GJ: Obviously, I am still working in the tennis industry, but I do still have quite an involvement in the tennis world as a lot of the friends I made along the way are still currently tennis professionals and I regularly stay in touch with quite a few of them. So I still hear a lot of what is still going on with the tour, and their frustrations as well as what they are enjoying. I still enjoy going to watch and support my friends each year at the Australian Open.
BTT: Since retiring, do you ever find time to catch up with old tennis mates?
GJ: Yes, we have a group who is in regular contact and then some of my closest friends who also live in Melbourne. I have known them all for a long time by sharing a similar tennis journey.
BTT: Would you like to reconnect or have more opportunities to connect with the former player community? How important is this to you?
GJ: Not overly to be honest, as I am already in contact with a lot of my old friends. It is important to me, but I am also quite fresh out of playing, so I think I don’t mind having a bit of a break from that world as I was probably a bit burnt out from it all. Perhaps as more time passes, I will look to reconnect with a few more international friends.

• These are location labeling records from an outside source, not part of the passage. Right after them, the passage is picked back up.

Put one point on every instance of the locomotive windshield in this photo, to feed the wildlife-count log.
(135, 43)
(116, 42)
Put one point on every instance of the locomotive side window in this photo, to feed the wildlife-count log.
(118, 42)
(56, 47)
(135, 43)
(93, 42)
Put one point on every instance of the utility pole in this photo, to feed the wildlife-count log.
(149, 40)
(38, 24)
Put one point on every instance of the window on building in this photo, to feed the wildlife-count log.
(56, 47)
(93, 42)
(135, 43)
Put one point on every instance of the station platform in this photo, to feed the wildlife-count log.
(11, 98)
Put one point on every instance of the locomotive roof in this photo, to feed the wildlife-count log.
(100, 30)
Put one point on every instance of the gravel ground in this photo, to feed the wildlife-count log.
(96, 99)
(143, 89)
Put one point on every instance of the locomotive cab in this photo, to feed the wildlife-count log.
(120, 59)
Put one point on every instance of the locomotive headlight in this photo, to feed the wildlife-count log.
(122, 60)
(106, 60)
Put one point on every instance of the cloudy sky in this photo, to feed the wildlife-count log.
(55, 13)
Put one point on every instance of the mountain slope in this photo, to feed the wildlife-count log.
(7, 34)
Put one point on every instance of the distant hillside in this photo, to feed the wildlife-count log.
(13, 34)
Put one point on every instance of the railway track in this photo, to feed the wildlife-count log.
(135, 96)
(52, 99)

BTT: Most athletes have an apparent purpose aspiring to be the best they can….with that chapter closed, what would you say your purpose is now?
GJ: That’s a very good question and for sure the most difficult/challenging one to answer. To be honest, I’m not sure I have completely found my post-playing days purpose, but I think that’s ok because it takes time and can be a very difficult question for anyone to answer, not just athletes. For now, I am happy trying to help the players and families I work with on their own tennis journey, and I try to encourage as many people I can to start playing and continue to play tennis as much as possible because it is a great sport and teaches you so much. If that purpose changes or evolves, I am sure I will be ready to roll with it whenever that may be using the many lessons I learnt during my time on the professional tennis circuit.
Jonesie congrats on a great career, we are thrilled to have you as one of our Beyond The Tour members!